Respecting Space & Advanced Leading

Respecting Space & Advanced Leading

You earn respect by controlling your horse’s space, movement, and direction. Good ground manners are a vital first step in being able to do a lot of training work. You have to be able to safely lead your horse around the property, even to get to and from a round pen or arena. A horse that cannot be easily or safely handled on the ground is not enjoyable in any way, and you become less likely to want to work with her. Proper ground manners means your horse respects your space and keeps a proper distance when being led, while standing, is quiet while being tied, etc. During actual leading the horse should learn what I call the “equine heel.” When you stop, she stops. When you turn right or left, she moves with you automatically. When you back up, your horse backs up. When this lesson is complete, you are never making contact with the lead-line, it is always slack. Instead she is simply heeling to your body position. It also means she is the correct distance beside you while leading, not too close, and not lagging too far behind.

So while leading a horse around may seem like a mundane chore, it is a fantastic training exercise and one you should plan on doing extensively with your young horse. You will see “leading” appear quite frequently on my training calendar! It sets you up to do so much more with your horse and really works the emotional and mental aspects without causing any physical stress. Every time you take your horse out of the stall or pasture is a training opportunity in ground manners. Make every walk you take with your horse count. Determine the distance you want the horse to walk beside you. (I like a horse about eighteen to twenty-four inches from my shoulder.) Cue your horse to go forward from the stand with a kiss or a cluck. Do not pull on the lead rope. Always give her a chance to move forward just from the pre-cue. If she does not move, continue cueing and then apply light pressure to the line that matches the pressure she is offering (no more and no less). Once she starts forward, immediately release the pressure and continue walking with a slack line. Always walk your horse with a slack line. If your horse starts to walk ahead of you, stop and ask her to back up several steps. Horses do not like to back up and this is an appropriate negative reinforcement. Horses need a reason to change a behavior; backing is a reason they can understand.

I will just say now, plan on backing your horse up a lot. Your young horse is very likely to try to walk ahead or behind. Because they are often nervous at first, ahead of you is more common. Don’t get frustrated, just keep stopping and backing. If you do it right away and every single time the horse crosses the line of where you want her to be in relation to your body, she will get it eventually. Using a training stick on the ground in front of the horse can help provide extra incentive for them to back if they seem resistant.

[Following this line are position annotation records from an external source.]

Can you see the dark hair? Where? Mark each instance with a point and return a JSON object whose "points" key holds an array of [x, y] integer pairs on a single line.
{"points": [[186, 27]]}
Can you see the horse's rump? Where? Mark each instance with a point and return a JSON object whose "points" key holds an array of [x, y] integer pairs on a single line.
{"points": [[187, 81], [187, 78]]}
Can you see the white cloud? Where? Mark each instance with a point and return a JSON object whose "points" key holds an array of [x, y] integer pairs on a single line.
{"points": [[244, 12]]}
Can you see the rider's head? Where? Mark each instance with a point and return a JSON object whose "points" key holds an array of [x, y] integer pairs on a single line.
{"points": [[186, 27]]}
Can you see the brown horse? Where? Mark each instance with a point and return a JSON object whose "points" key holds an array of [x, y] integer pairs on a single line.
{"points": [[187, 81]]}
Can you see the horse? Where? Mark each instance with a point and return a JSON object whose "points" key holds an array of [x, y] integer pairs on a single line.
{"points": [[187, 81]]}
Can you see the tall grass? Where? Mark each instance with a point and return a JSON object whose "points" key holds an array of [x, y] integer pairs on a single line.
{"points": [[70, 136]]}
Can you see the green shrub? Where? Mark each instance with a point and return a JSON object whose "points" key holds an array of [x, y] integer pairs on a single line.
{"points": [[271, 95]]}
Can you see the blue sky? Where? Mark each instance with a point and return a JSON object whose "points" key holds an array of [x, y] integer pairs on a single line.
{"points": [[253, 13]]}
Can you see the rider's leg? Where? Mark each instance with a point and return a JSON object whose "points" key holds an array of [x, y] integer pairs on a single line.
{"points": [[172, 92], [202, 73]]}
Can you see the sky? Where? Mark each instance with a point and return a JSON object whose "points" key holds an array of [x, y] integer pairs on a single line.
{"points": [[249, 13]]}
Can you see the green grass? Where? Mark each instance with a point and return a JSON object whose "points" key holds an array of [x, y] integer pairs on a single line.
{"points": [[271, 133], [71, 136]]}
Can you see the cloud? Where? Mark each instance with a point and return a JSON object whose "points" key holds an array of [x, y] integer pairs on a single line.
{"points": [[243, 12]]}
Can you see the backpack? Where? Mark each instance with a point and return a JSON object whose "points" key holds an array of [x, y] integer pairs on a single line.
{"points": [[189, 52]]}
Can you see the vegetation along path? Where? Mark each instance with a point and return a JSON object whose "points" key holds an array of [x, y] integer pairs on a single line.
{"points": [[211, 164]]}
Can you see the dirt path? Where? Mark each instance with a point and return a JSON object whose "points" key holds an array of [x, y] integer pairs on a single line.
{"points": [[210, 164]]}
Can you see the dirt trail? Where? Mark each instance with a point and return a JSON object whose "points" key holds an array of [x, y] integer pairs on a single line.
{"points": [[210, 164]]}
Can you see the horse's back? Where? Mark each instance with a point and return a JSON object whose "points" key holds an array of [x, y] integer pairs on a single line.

Likewise, you may have a horse that is prone to lagging behind you. To work on this, carry the stick with your left hand, while holding the lead-line in your right hand (you will be on the left of the horse while walking forward). If the horse slows or falls behind, cluck or kiss as a pre-cue, and then reach back with the training stick to tap her on the hindquarters. Use as much pressure as you need to get her to go forward faster and nothing more. Like walking ahead, you will need to do this every single time she starts to lag behind. By using the verbal pre-cue, you will also be reinforcing it as a basic go-forward cue for a lot of other training work.

So once you have the physics down for how to react if the horse walks ahead or behind, get out there and start leading your baby as much as possible. Over time, as her confidence builds you can move farther and farther from her paddock and visit new areas. For variety you can incorporate crossing objects such as poles and tarps. But your goal should be leading her as much as possible, and having a higher expectation for her performance as you progresses. Teaching your horse to lead properly is one of the most important first lessons.